Зазвонил телефон, и Бригитта вышла навстречу гостям. Я немного посидел, разглядывая картинки в альбоме. Передо мной встало лицо Малки, моей здешней родственницы, которая тоскует, наверно, сейчас в одиночестве, ведь ее муж и сын взяты на войну. Я захлопнул альбом и поднялся.

По пути к Малке мне встретился юноша, работавший в поле. Он явно был не из раненых, но на лице его отражалась та же унылая тоска, что отличает лица ушибленных войной людей. Я подошел и поздоровался. Он поднял голову и удивленно посмотрел. Оказалось, что он из военнопленных, а с военнопленными здесь не принято было здороваться. Я же, не зная местных обычаев, остановился и заговорил с ним, как заговорил бы с любым другим человеком. Постепенно и он начал вести себя, как обычный человек, оттаял и стал рассказывать мне о себе и своих злоключениях. Сказал, что был последним сыном в семье, отец его умер и мать осталась вдовой. Потом, с началом войны, его мобилизовали. В первом же бою немцы одолели их батальон, и всем русским солдатам пришлось сдаться на милость победителей. Его переправили в германскую глубинку, привезли в эту деревню и отдали в услужение какой-то немецкой женщине, муж которой ушел на войну. Занимается он здесь тем же, чем занимался бы у матери, только вот жива ли еще его мать или уже не жива, он не знает, и что вообще творится в мире, не знает тоже, потому что здесь никто с ним не разговаривает. Ему лишь приказывают да запрещают и постоянно выговаривают, а кроме этого никто ему ничего не говорит.

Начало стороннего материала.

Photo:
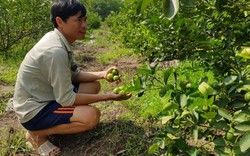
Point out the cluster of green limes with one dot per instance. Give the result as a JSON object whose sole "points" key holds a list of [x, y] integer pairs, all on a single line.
{"points": [[120, 90], [114, 75]]}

Я стоял в поле, рядом с этим юношей, и вдруг мне вспомнилась хозяйка моего пансиона в Берлине. Не будь он из России, я бы сказал, что это точь-в-точь пропавший без вести сын фрау Тротцмюллер. Он увидел, что я смотрю на него с сочувствием, и шепотом спросил, не найдется ли у меня сигаретки. Я отдал ему все сигареты, которые у меня были, и пожалел, что не захватил больше.

Из-за этой встречи я уже не пошел к Малке, а вернулся в лечебницу и дождался Бригитты. За ужином я пересказал ей историю встреченного юноши. Ее лицо вдруг помрачнело, и она сказала: «Ты не должен был говорить с ним. Если бы вас увидели здешние люди, на тебя бы непременно донесли». Я сказал: «Как же так? Ведь не исключено, что завтра эти же немцы или их сыновья сами окажутся военнопленными в русском плену, – понравится ли им быть такими отверженными, как этот русский, который даже заговорить ни с кем не может?» Она нахмурилась и сказала: «Пожалуйста, воздержись от таких сравнений. Война есть война».

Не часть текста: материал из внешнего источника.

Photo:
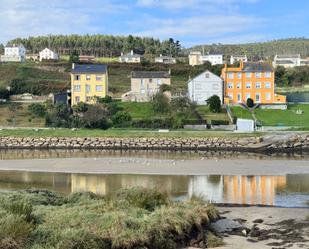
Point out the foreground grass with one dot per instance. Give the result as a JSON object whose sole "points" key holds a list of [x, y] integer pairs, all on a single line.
{"points": [[134, 218], [119, 133]]}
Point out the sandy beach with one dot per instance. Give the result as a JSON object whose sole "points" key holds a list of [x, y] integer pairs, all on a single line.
{"points": [[132, 165]]}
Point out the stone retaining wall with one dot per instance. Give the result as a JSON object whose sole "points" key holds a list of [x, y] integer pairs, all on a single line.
{"points": [[299, 142]]}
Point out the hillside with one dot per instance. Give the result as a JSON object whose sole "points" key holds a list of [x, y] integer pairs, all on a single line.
{"points": [[259, 50]]}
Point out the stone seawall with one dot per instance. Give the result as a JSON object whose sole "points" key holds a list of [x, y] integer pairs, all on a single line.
{"points": [[296, 142]]}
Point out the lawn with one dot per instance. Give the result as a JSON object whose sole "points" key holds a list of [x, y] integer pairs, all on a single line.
{"points": [[284, 118], [208, 115], [287, 117], [241, 113], [120, 133], [22, 117]]}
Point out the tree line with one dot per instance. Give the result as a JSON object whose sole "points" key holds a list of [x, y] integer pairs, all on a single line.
{"points": [[99, 45], [259, 50]]}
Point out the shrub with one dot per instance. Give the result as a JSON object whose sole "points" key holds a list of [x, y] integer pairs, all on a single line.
{"points": [[122, 119], [214, 104], [148, 199], [250, 102], [37, 109], [160, 103], [79, 239]]}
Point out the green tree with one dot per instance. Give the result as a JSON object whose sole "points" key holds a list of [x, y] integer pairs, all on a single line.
{"points": [[214, 104], [160, 103], [36, 109]]}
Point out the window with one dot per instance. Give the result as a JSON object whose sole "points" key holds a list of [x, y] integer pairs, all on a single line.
{"points": [[238, 97], [230, 75], [267, 85], [99, 88], [99, 77], [268, 96], [258, 97], [76, 88], [88, 88]]}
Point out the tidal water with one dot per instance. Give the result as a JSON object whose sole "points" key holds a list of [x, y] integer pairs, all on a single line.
{"points": [[277, 190]]}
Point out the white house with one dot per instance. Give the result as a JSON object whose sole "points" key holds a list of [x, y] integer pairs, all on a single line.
{"points": [[165, 59], [47, 54], [235, 58], [204, 86], [196, 58], [14, 53], [131, 58], [287, 61]]}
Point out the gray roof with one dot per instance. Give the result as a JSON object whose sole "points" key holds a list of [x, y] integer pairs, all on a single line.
{"points": [[150, 74], [89, 68], [284, 62], [289, 56], [257, 67]]}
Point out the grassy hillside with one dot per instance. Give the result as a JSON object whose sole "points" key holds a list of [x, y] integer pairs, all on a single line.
{"points": [[259, 50], [35, 78]]}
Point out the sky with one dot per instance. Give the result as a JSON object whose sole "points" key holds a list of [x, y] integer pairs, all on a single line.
{"points": [[192, 22]]}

Тут война, там война. Куда ни повернись – вой на. Из-за войны запрещается пожалеть сына несчастной вдовы, который покинул свой дом и пропал без вести. Из-за войны нельзя сказать ему ни единого доброго слова. Из-за войны люди перестали быть просто людьми и детьми людей, а стали офицерами, и солдатами, и врагами, и ранеными, и военнопленными. В тот вечер словно какая-то перегородка встала между мной и Бригиттой. И хотя мы старались ее не замечать, но ведь любая перегородка перегораживает. Видно, поэтому наша беседа не затянулась, как бывало, и у меня осталось время сходить к Малке.

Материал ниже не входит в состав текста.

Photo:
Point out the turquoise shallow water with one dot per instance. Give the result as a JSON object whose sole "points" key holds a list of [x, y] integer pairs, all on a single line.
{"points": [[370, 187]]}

Кто сумеет описать радость женщины, и мужа, и сына которой взяли на войну, так что она осталась в полном одиночестве, единственная еврейка в глухой немецкой деревне, и вдруг к ней заявляется родственник, да к тому же такой родственник, которого она не видела много лет? И когда заявляется? Когда она уж не чаяла его увидеть! А почему не чаяла? Потому что, если не можешь повидать даже самых близких тебе людей, мужа и сына, с которыми жила в одном доме и которых привыкла видеть каждый день, то насколько же меньше чаешь свидеться с родичем, живущим в далекой стране, с которым не встречалась уже лет десять, шмиту и полшмиты [30] , как говорят в Израиле. Тысячи вопросов, видел я, теснились на ее языке, и тысячу вещей ей хотелось рассказать, но из-за сильного волнения она ни о чем не бросилась спрашивать и ничего не стала рассказывать сама. Просто сидела и молча смотрела на меня невыразимо любящими глазами. Потом вдруг спохватилась и воскликнула: «Да ведь ты, наверно, голоден, бедняжка! – И оглядела меня жалостливым взглядом. – Ты же, наверно, не ужинал еще сегодня. Сейчас я приготовлю тебе что-нибудь перекусить!»